Targeted proteomic strategy for clinical biomarker discovery

Abstract

The high complexity and large dynamic range of blood plasma proteins currently prohibit the sensitive and high-throughput profiling of disease and control plasma proteome sample sets large enough to reliably detect disease indicating differences. To circumvent these technological limitations we describe here a new two-stage strategy for the mass spectrometry (MS) assisted discovery, verification and validation of disease biomarkers. In an initial discovery phase N-linked glycoproteins with distinguishable expression patterns in primary normal and diseased tissue are detected and identified. In the second step the proteins identified in the initial phase are subjected to targeted MS analysis in plasma samples, using the highly sensitive and specific selected reaction monitoring (SRM) technology. Since glycosylated proteins, such as those secreted or shed from the cell surface are likely to reside and persist in blood, the two-stage strategy is focused on the quantification of tissue derived glycoproteins in plasma. The focus on the N-glycoproteome not only reduces the complexity of the analytes, but also targets an information-rich subproteome which is relevant for remote sensing of diseases in the plasma.
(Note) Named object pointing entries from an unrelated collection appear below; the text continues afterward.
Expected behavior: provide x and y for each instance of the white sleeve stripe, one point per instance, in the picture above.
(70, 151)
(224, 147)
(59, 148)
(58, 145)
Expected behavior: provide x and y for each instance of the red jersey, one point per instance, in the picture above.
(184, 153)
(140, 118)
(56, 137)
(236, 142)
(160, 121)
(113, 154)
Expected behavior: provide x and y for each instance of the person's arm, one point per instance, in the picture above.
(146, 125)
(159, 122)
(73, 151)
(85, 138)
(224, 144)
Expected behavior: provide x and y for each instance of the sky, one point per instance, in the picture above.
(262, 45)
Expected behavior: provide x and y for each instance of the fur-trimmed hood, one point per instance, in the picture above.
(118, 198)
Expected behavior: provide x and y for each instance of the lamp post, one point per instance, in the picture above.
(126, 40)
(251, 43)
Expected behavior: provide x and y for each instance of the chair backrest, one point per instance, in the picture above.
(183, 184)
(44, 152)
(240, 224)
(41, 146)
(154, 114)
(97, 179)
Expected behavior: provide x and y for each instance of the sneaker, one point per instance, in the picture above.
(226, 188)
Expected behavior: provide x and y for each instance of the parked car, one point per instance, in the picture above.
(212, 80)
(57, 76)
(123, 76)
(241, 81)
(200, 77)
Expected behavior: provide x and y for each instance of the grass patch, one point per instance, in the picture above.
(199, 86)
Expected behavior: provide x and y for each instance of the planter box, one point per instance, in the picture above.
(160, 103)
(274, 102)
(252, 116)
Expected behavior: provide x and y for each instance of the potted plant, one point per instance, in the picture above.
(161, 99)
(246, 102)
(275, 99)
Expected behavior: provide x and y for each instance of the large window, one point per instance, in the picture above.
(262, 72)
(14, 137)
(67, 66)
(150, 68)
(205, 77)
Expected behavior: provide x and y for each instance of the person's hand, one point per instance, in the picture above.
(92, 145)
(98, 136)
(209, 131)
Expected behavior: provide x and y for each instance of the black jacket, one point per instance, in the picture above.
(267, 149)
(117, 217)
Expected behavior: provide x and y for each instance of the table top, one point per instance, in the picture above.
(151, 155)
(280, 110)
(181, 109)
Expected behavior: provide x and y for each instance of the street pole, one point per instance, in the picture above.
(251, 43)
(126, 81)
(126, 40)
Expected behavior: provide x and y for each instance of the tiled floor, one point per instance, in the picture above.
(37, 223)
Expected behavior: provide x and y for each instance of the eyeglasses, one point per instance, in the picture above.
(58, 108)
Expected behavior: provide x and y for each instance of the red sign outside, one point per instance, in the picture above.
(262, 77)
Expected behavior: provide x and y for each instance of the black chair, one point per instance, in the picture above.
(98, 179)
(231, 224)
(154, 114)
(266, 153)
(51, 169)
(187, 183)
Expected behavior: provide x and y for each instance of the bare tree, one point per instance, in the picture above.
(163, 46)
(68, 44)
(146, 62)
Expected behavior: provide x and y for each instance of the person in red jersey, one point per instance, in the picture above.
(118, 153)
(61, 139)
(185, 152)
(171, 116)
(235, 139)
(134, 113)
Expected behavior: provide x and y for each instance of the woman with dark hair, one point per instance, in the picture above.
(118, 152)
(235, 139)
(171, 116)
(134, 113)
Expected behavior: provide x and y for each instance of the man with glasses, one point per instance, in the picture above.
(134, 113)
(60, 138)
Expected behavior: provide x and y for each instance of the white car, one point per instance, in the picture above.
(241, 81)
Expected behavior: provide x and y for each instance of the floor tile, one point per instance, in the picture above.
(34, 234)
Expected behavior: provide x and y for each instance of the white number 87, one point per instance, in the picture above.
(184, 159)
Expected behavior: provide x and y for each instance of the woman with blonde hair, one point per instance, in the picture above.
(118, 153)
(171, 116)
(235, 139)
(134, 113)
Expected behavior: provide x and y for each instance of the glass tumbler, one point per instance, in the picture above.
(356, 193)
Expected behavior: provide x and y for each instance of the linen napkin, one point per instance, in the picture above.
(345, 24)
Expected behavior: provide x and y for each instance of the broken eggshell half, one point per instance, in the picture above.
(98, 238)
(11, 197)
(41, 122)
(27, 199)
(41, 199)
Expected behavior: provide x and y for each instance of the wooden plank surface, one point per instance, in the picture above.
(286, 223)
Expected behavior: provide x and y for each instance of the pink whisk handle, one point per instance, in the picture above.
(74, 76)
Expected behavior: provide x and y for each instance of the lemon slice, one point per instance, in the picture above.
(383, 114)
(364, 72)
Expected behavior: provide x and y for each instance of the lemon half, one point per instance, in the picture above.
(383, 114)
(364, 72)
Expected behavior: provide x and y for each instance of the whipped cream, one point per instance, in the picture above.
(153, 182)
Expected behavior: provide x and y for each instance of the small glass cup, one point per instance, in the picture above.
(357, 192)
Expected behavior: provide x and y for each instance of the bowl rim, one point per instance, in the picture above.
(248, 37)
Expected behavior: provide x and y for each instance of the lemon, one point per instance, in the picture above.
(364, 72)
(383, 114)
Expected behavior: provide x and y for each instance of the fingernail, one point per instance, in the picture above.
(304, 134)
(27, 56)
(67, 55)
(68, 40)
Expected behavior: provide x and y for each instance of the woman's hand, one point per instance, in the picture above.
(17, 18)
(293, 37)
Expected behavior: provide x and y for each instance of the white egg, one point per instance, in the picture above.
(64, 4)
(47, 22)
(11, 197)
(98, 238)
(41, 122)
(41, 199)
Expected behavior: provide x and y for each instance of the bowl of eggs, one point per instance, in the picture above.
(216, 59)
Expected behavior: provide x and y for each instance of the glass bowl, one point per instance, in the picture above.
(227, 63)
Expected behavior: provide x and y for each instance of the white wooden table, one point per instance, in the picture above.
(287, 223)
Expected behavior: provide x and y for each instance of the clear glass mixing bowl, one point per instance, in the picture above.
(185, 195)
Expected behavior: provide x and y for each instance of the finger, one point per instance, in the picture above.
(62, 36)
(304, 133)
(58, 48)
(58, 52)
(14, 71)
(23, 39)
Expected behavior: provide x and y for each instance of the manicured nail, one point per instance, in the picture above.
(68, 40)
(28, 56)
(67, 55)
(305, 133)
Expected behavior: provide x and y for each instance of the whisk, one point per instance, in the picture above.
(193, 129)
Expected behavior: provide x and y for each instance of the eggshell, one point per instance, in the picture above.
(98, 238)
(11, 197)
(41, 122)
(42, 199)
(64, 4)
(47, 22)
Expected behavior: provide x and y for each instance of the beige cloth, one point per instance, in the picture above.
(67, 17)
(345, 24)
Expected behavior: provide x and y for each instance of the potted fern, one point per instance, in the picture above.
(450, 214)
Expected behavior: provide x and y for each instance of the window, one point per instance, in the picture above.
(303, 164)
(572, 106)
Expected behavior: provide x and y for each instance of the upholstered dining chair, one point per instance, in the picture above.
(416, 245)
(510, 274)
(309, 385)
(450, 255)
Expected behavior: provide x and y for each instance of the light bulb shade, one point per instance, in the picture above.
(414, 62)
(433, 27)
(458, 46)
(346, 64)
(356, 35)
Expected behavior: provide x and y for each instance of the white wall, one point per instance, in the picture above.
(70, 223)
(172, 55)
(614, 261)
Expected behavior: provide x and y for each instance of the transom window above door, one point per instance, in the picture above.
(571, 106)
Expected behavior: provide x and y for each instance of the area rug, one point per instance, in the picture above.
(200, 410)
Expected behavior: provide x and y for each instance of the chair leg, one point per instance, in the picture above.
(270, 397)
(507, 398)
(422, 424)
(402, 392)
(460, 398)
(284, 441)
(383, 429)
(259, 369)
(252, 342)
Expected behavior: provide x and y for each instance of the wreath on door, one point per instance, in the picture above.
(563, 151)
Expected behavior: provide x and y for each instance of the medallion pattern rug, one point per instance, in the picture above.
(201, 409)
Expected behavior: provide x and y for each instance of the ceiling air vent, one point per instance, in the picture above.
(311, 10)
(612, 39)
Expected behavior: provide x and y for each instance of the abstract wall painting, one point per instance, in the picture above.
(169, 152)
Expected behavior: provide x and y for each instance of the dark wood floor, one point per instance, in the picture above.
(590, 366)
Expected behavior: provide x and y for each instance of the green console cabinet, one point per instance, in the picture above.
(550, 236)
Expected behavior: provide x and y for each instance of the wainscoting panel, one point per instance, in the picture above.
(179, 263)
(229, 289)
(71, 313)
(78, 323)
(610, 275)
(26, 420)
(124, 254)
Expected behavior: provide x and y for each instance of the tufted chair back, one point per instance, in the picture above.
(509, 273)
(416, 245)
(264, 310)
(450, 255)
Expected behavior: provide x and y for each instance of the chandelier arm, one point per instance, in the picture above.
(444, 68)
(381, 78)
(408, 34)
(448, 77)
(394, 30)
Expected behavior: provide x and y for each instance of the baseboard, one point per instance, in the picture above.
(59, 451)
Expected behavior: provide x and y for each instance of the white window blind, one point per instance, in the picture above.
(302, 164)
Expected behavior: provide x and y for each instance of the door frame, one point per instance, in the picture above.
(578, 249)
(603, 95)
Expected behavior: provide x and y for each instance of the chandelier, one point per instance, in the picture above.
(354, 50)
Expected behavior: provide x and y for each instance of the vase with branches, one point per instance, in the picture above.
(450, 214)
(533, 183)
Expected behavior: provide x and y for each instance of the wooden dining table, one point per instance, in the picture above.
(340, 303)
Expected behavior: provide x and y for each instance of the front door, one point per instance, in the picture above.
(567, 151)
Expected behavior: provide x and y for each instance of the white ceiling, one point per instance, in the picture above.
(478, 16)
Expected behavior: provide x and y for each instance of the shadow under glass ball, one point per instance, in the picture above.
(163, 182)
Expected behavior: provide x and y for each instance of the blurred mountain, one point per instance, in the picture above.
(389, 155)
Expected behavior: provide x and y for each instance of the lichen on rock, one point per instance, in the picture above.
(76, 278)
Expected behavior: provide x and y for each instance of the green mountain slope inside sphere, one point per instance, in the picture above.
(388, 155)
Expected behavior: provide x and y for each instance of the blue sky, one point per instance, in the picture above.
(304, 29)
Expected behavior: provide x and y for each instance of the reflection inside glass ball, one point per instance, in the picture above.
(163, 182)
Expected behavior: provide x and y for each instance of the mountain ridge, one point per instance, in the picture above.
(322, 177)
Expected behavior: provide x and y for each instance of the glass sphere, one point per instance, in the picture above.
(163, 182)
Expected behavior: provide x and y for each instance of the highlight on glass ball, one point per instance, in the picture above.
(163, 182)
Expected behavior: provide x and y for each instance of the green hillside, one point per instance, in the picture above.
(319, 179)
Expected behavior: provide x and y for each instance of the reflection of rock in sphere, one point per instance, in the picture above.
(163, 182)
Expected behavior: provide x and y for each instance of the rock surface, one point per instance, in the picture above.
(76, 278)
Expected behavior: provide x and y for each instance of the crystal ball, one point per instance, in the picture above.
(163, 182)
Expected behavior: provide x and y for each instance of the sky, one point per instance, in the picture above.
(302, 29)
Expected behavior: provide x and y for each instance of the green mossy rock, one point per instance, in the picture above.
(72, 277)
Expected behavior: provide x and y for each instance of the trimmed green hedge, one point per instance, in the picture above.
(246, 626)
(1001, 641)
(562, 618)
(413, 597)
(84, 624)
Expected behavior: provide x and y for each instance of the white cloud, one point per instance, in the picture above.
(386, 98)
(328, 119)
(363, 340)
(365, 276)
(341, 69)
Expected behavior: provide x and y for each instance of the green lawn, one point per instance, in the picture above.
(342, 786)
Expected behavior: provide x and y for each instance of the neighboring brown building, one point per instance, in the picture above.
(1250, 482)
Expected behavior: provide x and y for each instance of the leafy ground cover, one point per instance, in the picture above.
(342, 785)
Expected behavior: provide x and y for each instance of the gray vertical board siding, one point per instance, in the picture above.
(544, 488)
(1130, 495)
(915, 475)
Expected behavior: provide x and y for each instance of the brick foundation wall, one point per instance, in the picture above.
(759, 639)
The N-glycoprotein based biomarker discovery and validation workflow reviewed here allows for the robust identification of protein candidate panels that can finally be selectively monitored in the blood plasma at high sensitivity in a reliable, non-invasive and quantitative fashion.

Figure 1

Depicted are the plasma protein concentration as described by Anderson and Anderson (2002). The proteins can be grouped in three main categories (classical plasma proteins, tissue leakage products, interleukins/cytokines). Red dots indicate proteins that were identified by the HUPO plasma proteome initiative (States et al., 2006) and yellow dots represent currently utilized biomarkers (Polanski and Anderson, 2006).

Figure 2

Schematic diagram of analysis of N‐glycosites from tissues/cells and plasma. Cell surface proteins and secreted proteins from tissues/cells and plasma are processed using glycopeptide capture method, glyco‐peptides are analyzed by mass spectrometry and identified by SEQUEST search. The identified peptides and proteins from tissues/cells and plasma are compared and the tissue/cell specific proteins are identified. Figure was adapted from Zhang et al. (2007).

Figure 3

Scheme for biomarker discovery, qualification, verification and validation. Solid phase enrichment of N‐glycopeptides (SPEG) can be performed to discover in vivo disease‐specific signatures using cells, tissue and finally blood plasma and MS‐based label‐free quantification. The selected reaction monitoring (SRM) assays of these protein panel are then qualified and later verified in human patients by SRM and eventually validated again by SRM or ELISA.